On Wednesday, the United States Court of Appeals for the Second Circuit issued a detailed written opinion both affirming and reversing portions of the District Court's opinion in the epic Christian Louboutin v. Yves St. Laurent fight over red soled shoes.
To recap, Louboutin sued YSL for selling monochromatic red shoes, which included the use of red soles. Louboutin owns a registered federal trademark covering the use of red soles on footwear.
The Second Circuit agreed that Louboutin had demonstrated that it had acquired distinctiveness for the use of red soled shoes, with a notable exception: The Court held that Louboutin had NOT demonstrated distinctiveness was acquired in monochromatic (all red) red soled shoes.
The Second Circuit essentially dismissed several examples of Louboutin red/red shoes as essentially too few to demonstrate secondary meaning, and ordered that Louboutin's trademark be "rectified" to include this novel limitation.
As an initial matter, the Lanham Act empowers "the Court" to correct registrations to correct errors. It is not clear that "the Court" contemplated by the federal statute was intended to include an Appeals Court selectively amending trademarks as it sees fit, unless the District Court had made a factual finding that such a limitation is warranted and supported by the record.
Here, the District Court had made no such finding and had dismissed the case on broader grounds, which the Appeals Court did not need to reach. Therefore, there is some question as to whether the Circuit Court even had the power it chose to exercise to conveniently dispose of the case.
Second, the Appeals Court's backhanded dismissal of Louboutin's red soled shoe trademark as used on monochromatic shoes was belied by the record which demonstrated that Louboutin had, indeed, used red soles on monochromatic shoes, and that there was even evidence of confusion in Louboutin's consumer survey. The Circuit Court just dismissed that evidence out of hand, but not very persuasively.
Therefore, the Second Circuit's reasoning reads like an example of "bad facts making bad law." The end result is neither satisfying logically or legally, but disposed of a tough case with an equitable result.
In the end, it is my personal opinion that YSL should never have been sued to begin with, until and unless Louboutin had acquired an incontestable trademark that had been successfully asserted against other, more willful targets first.
If that clear record of a tested trademark had been before the Court, it would have been much more difficult to let YSL walk away unscathed, as it did.
So, where does that leave the public? Well, the Second Circuit clarified that color can serve as a trademark in fashion, just as in other areas of law, and rejected the lower court's unprecedented "per se" bar against the use of color in fashion. That, in my personal opinion, was a good start.
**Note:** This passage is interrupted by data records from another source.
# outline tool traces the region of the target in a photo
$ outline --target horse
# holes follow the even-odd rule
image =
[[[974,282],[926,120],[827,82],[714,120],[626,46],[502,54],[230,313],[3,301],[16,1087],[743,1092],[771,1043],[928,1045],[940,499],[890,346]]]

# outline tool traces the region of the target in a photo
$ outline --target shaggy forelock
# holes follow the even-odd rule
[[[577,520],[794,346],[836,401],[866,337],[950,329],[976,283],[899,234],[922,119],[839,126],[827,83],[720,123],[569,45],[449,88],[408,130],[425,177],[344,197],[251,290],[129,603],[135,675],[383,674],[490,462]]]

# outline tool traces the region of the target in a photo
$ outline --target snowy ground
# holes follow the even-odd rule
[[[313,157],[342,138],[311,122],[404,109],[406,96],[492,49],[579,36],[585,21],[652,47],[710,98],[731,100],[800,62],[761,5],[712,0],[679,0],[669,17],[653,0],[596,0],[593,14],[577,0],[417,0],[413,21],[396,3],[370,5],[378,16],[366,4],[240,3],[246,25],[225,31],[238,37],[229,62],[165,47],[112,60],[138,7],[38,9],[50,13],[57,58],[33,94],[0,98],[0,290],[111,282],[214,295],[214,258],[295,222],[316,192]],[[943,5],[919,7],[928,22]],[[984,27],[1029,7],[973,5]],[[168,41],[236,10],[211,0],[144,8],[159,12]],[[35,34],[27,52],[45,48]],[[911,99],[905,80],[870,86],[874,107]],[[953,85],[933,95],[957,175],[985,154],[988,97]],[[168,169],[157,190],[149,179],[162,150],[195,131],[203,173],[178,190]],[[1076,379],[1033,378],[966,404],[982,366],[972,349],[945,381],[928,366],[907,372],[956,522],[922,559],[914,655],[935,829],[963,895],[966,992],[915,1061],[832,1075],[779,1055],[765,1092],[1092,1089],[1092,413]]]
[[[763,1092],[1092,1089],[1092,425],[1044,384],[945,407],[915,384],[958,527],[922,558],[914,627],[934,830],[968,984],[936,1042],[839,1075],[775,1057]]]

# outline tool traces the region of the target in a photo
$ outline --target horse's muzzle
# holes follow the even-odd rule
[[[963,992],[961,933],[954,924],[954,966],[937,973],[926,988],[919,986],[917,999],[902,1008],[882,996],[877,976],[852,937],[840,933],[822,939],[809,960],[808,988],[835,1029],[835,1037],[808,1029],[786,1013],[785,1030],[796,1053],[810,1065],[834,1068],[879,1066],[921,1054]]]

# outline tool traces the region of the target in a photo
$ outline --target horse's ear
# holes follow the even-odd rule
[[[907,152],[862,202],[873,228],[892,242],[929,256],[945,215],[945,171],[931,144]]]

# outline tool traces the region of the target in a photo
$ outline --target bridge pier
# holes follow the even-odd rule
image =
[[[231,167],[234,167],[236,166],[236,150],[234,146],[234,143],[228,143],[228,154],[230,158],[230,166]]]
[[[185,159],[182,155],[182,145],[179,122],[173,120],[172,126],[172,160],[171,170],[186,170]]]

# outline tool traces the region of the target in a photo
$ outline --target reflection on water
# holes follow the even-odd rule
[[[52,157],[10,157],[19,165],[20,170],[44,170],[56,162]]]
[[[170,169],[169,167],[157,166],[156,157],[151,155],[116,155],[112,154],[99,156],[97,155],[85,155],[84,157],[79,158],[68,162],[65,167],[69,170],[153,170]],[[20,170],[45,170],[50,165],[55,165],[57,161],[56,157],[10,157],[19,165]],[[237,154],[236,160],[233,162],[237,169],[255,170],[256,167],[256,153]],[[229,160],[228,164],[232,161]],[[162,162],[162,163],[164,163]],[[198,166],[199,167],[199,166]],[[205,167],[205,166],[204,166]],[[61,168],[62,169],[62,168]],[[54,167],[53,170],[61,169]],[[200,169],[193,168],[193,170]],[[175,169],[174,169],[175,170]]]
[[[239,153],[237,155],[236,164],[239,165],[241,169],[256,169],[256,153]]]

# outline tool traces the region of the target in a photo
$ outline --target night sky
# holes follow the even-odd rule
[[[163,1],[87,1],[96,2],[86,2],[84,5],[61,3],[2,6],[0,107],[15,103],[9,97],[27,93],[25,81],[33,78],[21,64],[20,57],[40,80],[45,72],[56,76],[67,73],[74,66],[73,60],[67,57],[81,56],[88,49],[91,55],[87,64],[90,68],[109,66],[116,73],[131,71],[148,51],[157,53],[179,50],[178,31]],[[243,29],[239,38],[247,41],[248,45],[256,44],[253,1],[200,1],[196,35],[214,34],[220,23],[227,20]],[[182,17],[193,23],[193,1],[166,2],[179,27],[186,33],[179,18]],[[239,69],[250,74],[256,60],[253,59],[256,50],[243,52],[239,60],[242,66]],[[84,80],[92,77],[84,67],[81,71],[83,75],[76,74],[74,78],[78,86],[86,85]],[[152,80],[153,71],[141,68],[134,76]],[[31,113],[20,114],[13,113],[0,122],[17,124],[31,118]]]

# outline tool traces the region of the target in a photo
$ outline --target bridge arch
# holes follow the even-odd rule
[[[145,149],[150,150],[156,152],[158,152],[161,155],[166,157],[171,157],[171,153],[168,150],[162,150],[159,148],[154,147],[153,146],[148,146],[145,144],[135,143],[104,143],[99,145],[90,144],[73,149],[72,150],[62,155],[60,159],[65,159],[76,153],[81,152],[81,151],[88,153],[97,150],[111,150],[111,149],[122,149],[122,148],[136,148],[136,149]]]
It is good law that color can and does function as a trademark in fashion no less than in other industries.
However, the remainder of the opinion did little to add value to the body of precedent on aesthetic functionality, or what level of secondary meaning is necessary to protect color as a trademark.
So, in the end, YSL walked away unscathed, Louboutin kept his (modified) trademark, and we are left with a rule of law that suggests that brand owners' lawyers should take better care selecting their litigation targets.